In Today’s Deep Space Extra… NASA prepares to start work on a powerful new Space Launch System upper stage to extend human deep space exploration.

Human Deep Space Exploration

NASA’s Bill Hill talks SLS scheduling and Exploration Upper Stage
Spaceflight Insider (1/29): As early as next week, NASA plans to kick off development of the Exploration Upper Stage, a more powerful second stage for the Space Launch System exploration rocket, according to Hill, NASA deputy associate administrator for Exploration Systems Development. The powerful EUS would sit atop the core stage of the SLS to become part of Exploration Mission-2, the first crewed test flight of the powerful new exploration rocket, a mission that would send astronauts in an Orion capsule around the moon and back to Earth for an ocean splashdown and recovery. The space agency is aiming for an August 2021 lift off for EM-2.

NASA stays on course for Asteroid Redirect Mission
Planetary Society (1/28): The Asteroid 2008 EV5 remains the target for NASA’s robotic, solar electric propelled Asteroid Redirect Mission, a journey to gather a boulder from the surface of the 400 kilometer, or 248 mile, wide planetary object and steer it into orbit around the moon. The boulder would become a destination for U.S. astronauts launched in NASA’s Orion capsule atop a Space Launch System exploration rocket. “We’d like to go to something we haven’t been to before.” Michele Gates, the ARM program director, told a science gathering in Monrovia, Calif.

When NASA moves out of low Earth orbit, will private companies move in?
Christian Science Monitor (1/28): In order to meet its goals of exploring Mars with humans, NASA must leave low Earth orbit to the U.S. commercial sector.

Space Science

Violent impact that created Moon mixed lunar and Earth rocks
Space.com (1/28): New research builds on the theory that a violent collision between a second planetary object and the Earth about 100 million years after the solar system formed was responsible for creating the moon. Debris from the blow thoroughly mixed before separating into the Earth and the moon, suggesting the collision was more than glancing, according to the UCLA scientist who led the studies based on materials gathered from the moon’s surface by NASA’s Apollo astronauts.

Low Earth Orbit

Space warfare with Russia and China? Pentagon urged to prepare for it.
Washington Post (1/27): A new report from the Center for New American Security finds U.S. military satellite systems vulnerable to possible attack from China or Russia. “Space is going to be a vulnerable domain, so we’re going to have to think of ways to mitigate that risk and mitigate those threats,” said the report’s author, Elbridge Colby . “Fundamentally, we’re going to have to find ways to persuade or coerce our adversaries not to take full advantage of their abilities to hurt us in space.”

We never should have mothballed the Space Shuttle
Scientific American (1/28): In an op-ed, retired NASA astronaut Leroy Chiao asserts a decision by policy makers to retire NASA’s space shuttle fleet was a mistake.

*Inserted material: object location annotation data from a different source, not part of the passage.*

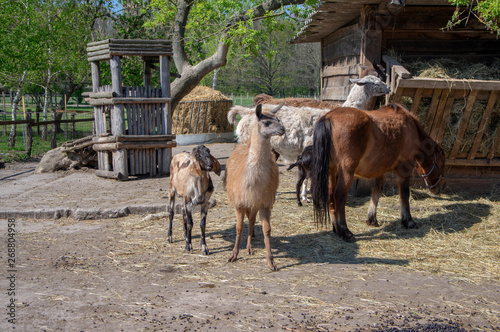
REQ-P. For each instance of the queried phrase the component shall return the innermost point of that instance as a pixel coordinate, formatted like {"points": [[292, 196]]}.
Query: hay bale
{"points": [[461, 68], [203, 110]]}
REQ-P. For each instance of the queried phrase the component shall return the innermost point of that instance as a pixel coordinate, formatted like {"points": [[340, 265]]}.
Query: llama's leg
{"points": [[300, 187], [188, 224], [240, 216], [265, 217], [304, 189], [378, 185], [343, 183], [203, 212], [252, 215], [404, 201], [171, 216]]}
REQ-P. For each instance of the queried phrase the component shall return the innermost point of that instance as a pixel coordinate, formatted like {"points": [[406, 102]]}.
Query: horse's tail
{"points": [[322, 145], [292, 166]]}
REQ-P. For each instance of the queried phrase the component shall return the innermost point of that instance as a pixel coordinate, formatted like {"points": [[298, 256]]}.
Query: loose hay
{"points": [[203, 110], [447, 69]]}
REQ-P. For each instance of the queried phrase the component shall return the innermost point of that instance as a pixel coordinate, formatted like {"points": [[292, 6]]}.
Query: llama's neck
{"points": [[357, 98], [259, 150]]}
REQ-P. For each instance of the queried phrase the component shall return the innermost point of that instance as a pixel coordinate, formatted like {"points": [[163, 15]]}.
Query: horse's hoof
{"points": [[372, 222], [411, 225], [272, 266], [349, 238]]}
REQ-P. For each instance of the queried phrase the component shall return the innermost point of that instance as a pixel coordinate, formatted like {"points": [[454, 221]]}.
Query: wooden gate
{"points": [[461, 115], [132, 124]]}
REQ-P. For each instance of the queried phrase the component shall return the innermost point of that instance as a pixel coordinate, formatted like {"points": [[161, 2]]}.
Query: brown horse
{"points": [[350, 142]]}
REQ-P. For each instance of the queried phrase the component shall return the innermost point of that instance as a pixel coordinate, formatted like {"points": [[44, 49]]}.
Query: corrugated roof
{"points": [[329, 16]]}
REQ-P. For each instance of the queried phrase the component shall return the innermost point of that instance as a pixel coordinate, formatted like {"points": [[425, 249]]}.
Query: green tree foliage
{"points": [[486, 11], [204, 31]]}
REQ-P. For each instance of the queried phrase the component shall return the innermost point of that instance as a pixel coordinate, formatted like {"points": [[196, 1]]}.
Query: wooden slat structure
{"points": [[132, 123], [463, 115], [463, 141]]}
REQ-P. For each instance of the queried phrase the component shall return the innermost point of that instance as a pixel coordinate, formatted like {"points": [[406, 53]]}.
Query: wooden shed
{"points": [[462, 115], [132, 123]]}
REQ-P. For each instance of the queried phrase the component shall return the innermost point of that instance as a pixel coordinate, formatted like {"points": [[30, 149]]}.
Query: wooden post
{"points": [[167, 117], [120, 160], [4, 116], [37, 117], [73, 133], [53, 140], [29, 133], [65, 118], [147, 73]]}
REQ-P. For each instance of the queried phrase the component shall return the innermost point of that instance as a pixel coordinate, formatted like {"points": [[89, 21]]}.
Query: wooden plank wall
{"points": [[144, 119], [420, 31], [464, 118], [340, 61]]}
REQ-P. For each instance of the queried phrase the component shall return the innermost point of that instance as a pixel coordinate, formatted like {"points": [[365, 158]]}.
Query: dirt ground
{"points": [[119, 274]]}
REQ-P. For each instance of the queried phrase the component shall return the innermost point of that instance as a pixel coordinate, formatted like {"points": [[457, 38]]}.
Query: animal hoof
{"points": [[232, 259], [372, 222], [349, 237], [410, 225]]}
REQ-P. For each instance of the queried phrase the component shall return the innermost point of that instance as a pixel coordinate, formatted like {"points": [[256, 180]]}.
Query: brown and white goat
{"points": [[252, 179], [303, 165], [190, 179]]}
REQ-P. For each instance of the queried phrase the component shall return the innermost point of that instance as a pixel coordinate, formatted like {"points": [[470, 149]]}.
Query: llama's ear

The shuttle orbiters were the most capable flying machines ever developed in spite of the losses of Challenger and Columbia and their astronaut crews, he writes. NASA and the nation paid tribute Thursday to those who gave their lives in the Apollo1 fire and the two shuttle tragedies with an annual Day of Remembrance.

On Challenger’s 30th anniversary, NASA reflects on its fallen heroes
AmericaSpace.com (1/28): On Thursday, NASA Administrator Charles Bolden, a former astronaut, led a tribute to the 17 astronauts lost in the Apollo 1 and shuttle Challenger and Columbia tragedies. Bolden visited Arlington National Cemetery as part of NASA’s annual Day of Remembrance.

Wife of astronaut Ron McNair reflects on Challenger disaster
CBS News (1/28): Cheryl McNair, wife of NASA astronaut Ron McNair, who was among seven men and women that perished aboard the shuttle Challenger 30 years ago Thursday, recalled the tragedy. She also speaks of the value of the knowledge of science and engineering McNair gained to become the second African American to travel in space on a mission two years before the tragedy.

Space Station crew goes silent to recall fallen astronauts | video 
Space.com (1/28) International Space Station commander Scott Kelly, fellow NASA astronaut Tim Kopra and European Space Agency astronaut Tim Peake paid tribute Thursday to the 17 astronauts lost aboard the shuttles Challenger and Columbia and the Apollo 1 fire. Their moment of silence marked NASA’s Day of Remembrance from Earth orbit.